その背に力なく――否、脱力して口から魂をチラつかせるクレンがいた。
『うぅ〜……最近遠いトコばっか』
ノアの足の速さと強靭な四肢を買ってくれるのは嬉しいが、時たま速達を課せられることもある。
しかも、よりによって遠い所へ。
『まーったく、人使い荒いんだから』
ユウサリ中央の街灯りが目に染みて、クレンは思わず目蓋を手の甲で擦った。
シナーズの作るパンのいい匂いが漂ってきて、腹の虫を暴れさせる。
『帰ったらまずシルベットの家に行こうか、ノア』
ノアはまるで返事をするように、小さく鼻を鳴らした。
「シルベットの家の前に、まず行くべきところがあるんじゃないのか?」
ガッ、と靴が路面を叩く音と共に、ツーンと厭な臭いが鼻に届いた。
『……げ』
「げ、じゃない」
『はいはいはいはい!分かりました!』
「お前な……」
『そんなことより、また死骸拾ってきたの?』
サンダーランドの背負った大きな袋を指さし、クレンは鼻をつまんで身を乗り出す。
「渡りネズミ鳥の死骸だ。

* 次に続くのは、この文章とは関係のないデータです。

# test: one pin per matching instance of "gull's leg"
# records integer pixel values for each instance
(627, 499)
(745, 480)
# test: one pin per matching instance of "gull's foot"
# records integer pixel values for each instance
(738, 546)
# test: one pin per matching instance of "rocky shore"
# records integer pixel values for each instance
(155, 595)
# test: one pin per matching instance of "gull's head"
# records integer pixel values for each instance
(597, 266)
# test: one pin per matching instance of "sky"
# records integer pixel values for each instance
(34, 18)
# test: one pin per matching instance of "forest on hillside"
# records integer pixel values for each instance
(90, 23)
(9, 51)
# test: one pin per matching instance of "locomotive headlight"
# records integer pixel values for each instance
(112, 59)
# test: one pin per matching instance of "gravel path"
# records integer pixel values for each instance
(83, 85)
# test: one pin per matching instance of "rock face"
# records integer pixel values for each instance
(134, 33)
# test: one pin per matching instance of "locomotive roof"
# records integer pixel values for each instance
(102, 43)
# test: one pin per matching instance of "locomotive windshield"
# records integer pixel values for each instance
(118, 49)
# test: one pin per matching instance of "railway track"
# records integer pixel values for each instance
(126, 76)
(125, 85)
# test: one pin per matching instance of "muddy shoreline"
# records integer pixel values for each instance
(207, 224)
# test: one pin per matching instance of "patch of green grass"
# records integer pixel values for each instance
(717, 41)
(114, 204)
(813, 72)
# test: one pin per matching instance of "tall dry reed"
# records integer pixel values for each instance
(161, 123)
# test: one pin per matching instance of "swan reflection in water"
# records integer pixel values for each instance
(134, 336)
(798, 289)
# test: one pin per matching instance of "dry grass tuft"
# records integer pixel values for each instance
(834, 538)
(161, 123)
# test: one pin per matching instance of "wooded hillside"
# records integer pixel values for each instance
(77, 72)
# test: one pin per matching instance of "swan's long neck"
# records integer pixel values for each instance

調べる必要があると思ってな。
丁度いい、これからハチノスへ帰るんだろう?そのまま私の研究室へついてこい」
強制連行パターンその一だ!
首根っこを掴まれてずるずる引きずられる前に逃げ――いや、逃げたらなんかヤバそうな気がする。
どうする、あたし!
『……食べ物、くれるなら』
ぐぎゅぐぎゅと唸る腹を押えて、クレンは何とも情けない折れ方を披露したのだった。